The researchers looked at "geography of potential migration routes, genetic data and cranial comparisons," a University of Tübingen news release reported.
The team determined the earliest migration out of Africa took place earlier than researchers had previously believed. A second trek to Eurasia was believed to have taken place about 50,000 years ago.
Modern humans are believed to be related to an African population that existed between 100,000 and 200,000 years ago.
A "decreasing genetic and phenotypic diversity" was seen in humans the farther they got from sub-Saharan Africa, this has been interpreted as indication of a single migration 50,000 to 75,000 years ago. This new study disputes the popular theory.
The new model suggests there were multiple dispersals, as opposed to just one. The researchers compared skull shapes, genetic data, and dispersal routes; they also "reconstructed population split times from both the genetic data and as predicted by each competing model," the news release reported.
Since each instance of dispersal was associated with a temporal and geographic the team was able to test these factors against "observed neutral biological distances between groups," the news release reported.

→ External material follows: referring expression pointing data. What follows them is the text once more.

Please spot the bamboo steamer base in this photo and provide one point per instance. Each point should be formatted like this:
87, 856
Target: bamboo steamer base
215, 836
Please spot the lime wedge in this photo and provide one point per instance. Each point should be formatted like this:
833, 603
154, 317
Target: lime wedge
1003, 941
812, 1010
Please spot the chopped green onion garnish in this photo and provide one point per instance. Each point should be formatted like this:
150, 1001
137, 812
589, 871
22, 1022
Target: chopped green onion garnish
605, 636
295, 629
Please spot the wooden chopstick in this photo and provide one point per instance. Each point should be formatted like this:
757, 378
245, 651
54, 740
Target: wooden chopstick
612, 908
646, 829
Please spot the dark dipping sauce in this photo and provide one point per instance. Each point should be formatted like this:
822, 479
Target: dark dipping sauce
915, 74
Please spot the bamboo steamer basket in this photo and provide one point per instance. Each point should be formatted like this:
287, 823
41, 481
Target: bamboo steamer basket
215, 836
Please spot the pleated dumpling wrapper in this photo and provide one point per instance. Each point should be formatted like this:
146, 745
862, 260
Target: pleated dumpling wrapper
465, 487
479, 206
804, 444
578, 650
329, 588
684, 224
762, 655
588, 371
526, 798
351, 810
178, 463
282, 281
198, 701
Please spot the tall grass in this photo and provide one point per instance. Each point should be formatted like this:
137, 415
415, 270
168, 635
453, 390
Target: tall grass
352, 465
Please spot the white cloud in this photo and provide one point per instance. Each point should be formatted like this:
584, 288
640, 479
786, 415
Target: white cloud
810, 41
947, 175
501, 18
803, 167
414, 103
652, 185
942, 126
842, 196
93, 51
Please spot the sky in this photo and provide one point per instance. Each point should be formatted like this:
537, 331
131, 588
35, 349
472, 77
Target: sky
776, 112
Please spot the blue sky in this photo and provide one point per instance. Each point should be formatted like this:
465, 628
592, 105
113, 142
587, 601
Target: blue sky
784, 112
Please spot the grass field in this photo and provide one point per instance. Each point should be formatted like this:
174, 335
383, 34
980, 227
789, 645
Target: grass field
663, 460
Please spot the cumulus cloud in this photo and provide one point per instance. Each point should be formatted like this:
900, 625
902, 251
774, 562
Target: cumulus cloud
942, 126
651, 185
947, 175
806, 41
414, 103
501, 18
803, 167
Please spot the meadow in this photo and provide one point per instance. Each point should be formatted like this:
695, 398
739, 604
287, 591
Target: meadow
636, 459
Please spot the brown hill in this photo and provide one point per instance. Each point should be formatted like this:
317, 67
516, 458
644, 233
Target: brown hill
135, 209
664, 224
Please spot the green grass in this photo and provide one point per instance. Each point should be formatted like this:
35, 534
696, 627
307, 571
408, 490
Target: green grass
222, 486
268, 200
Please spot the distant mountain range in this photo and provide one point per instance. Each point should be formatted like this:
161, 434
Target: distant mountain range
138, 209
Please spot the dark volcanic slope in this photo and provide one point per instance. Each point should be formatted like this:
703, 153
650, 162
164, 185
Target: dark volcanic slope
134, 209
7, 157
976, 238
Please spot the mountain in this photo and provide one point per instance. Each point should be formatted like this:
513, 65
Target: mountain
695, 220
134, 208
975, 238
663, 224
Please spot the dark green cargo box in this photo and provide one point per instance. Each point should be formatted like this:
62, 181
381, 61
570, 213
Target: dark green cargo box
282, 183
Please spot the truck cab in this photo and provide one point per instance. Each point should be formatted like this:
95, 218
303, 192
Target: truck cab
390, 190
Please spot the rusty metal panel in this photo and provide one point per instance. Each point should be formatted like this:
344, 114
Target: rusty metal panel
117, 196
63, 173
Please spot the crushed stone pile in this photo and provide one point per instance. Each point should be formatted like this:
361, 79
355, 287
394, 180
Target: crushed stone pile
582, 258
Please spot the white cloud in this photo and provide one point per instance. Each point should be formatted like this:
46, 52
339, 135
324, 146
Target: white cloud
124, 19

The first group of ancestors is believed to have left Africa 130,000 years ago and followed a coastal route to Australia and the West Pacific region. Another Asian population is believed to have descended from a later migration from Africa to northern Eurasia about 50,000 years ago.
"Both lines of evidence - anatomical cranial comparisons as well as genetic data - support a multiple dispersal model," University of Tübingen's Professor Katerina Harvati said in the news release.. "Australian aborigines, Papuans and Melanesians were relatively isolated after the early dispersal along the southern route,"
The researchers hope to improve these models in the future as well as determining what prompted the migrations.